Ну а по приезде домой и выходу на работу меня как раз и направили на передний край борьбы с «гидрой». То есть как нарколога включили в состав районной комиссии, проверяющей предприятия города и района на предмет «алкоголизьма», как выразился секретарь райкома. Поначалу я с увлечением и даже энтузиазмом взялся за эту работу, понимая, что главное — организовать, а уж потом браться за лечение конкретных граждан, страдающих этим широко распространенным недугом. Однако, не проверив и половины предприятий, моя уверенность в правильности и действенности этих мероприятий сильно поколебалась. Я понял, что все делается весьма и весьма формально. Было видно, что на предприятиях, где все-таки имелись местные комиссии, вся работа была только на бумаге, а реальной борьбы с пьянством-то и не было! Таких предприятий было примерно половина. На остальных же — не было и того. Мы как проверяющие одних — хвалили, других — ругали, и даже как-то наказывали. Однако ощущалось, что и наши проверки, и их результаты — только на бумаге, только для отчета «вверх». Все для галочки! Вот об этом я и сказал на большом, расширенном заседании райкома. Сначала выступил руководитель районной комиссии по борьбе с «ней, родимой», где нудно, монотонно и длинно говорил о том, как много предприятий проверили, что в целом боремся мы с алкоголизмом успешно, хотя и имеются отдельные недостатки, но в целом… И тому подобное! Ну а когда пришла очередь профессионала-нарколога — то есть меня, то я, по молодости лет и сопутствующей ей категоричности, встал и сказал все, что думаю. Резко и категорично: мол, работа только на бумаге, реальных дел — никаких, время потрачено зря, и толку от такой работы — ноль! Это было непривычно — правда-матка, да прямо в глаза, да главному районному начальнику! Все аж проснулись! Он же в ответ на мою возмутительную и бестактную выходку хмыкнул и довольно вежливо — хотя и холодно! — меня удалил, чтоб не мешал работе районной комиссии и лично секретарю райкома.

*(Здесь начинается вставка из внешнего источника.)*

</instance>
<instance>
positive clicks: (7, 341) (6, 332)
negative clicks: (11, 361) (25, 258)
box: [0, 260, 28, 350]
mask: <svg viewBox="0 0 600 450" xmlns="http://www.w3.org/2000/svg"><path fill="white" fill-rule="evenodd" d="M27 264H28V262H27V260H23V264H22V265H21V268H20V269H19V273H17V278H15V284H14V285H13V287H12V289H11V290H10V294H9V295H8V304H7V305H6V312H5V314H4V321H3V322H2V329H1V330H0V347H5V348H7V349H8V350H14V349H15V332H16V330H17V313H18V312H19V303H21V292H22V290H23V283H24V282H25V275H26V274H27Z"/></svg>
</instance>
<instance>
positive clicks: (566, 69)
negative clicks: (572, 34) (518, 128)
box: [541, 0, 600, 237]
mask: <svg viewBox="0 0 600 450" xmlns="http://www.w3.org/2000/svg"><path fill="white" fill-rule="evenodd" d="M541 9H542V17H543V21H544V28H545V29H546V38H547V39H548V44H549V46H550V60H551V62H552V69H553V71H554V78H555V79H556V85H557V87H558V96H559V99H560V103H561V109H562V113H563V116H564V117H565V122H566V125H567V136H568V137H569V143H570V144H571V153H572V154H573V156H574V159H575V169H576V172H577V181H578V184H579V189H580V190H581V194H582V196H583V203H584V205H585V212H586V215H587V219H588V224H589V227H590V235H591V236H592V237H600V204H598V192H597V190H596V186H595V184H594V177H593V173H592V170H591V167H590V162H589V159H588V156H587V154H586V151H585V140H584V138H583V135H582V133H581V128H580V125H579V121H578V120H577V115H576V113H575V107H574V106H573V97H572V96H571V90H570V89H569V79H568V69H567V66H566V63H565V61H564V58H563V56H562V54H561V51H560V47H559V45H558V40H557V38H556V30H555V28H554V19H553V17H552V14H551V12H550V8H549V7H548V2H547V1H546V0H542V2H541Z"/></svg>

Посчитав, что после этакого афронта мое участие — к счастью! — в работе комиссии завершено, я со спокойной совестью пошел заниматься тем, чему меня учили — лечить больных. Тем более что в больнице на тот момент объявились сразу двое неотложных больных. Один из них сам прибежал с дикими криками в приемный покой и принялся убеждать медперсонал, что за ним по улице гонится… трамвай! Этот вид транспорта, как вы догадываетесь, в маленьком сибирском городке напрочь отсутствовал! Они ему сказали, что сейчас пришлют вагоновожатого, и он быстренько оказался в моих психиатрических ручках: фиксированный к коечке и с приличной дозой успокаивающего препарата в «мягком месте». Другой был посложнее. Он сначала тихонечко лежал себе на кроватке в хирургическом отделении, а потом вдруг старательно принялся обирать с себя «различных ядовитых насекомых», беспрестанно бормоча что-то себе под нос. Вплотную занявшись ими, я пару дней от них не отходил и поэтому дважды проигнорировал переданную мне персоналом информацию, что надо бы явиться в районную комиссию для продолжения работы. Кончилось это тем, что на третий день главный врач лично прибежал в палату и принялся громко и очень эмоционально, не обращая внимания на медперсонал и больных, говорить в мой адрес… много неприятных слов! Оказалось, что я сорвал уже два выезда, что я возмутительный критикан, что я такой и что я сякой, и что через 10 секунд — и не позднее! — мне следует быть в райкоме!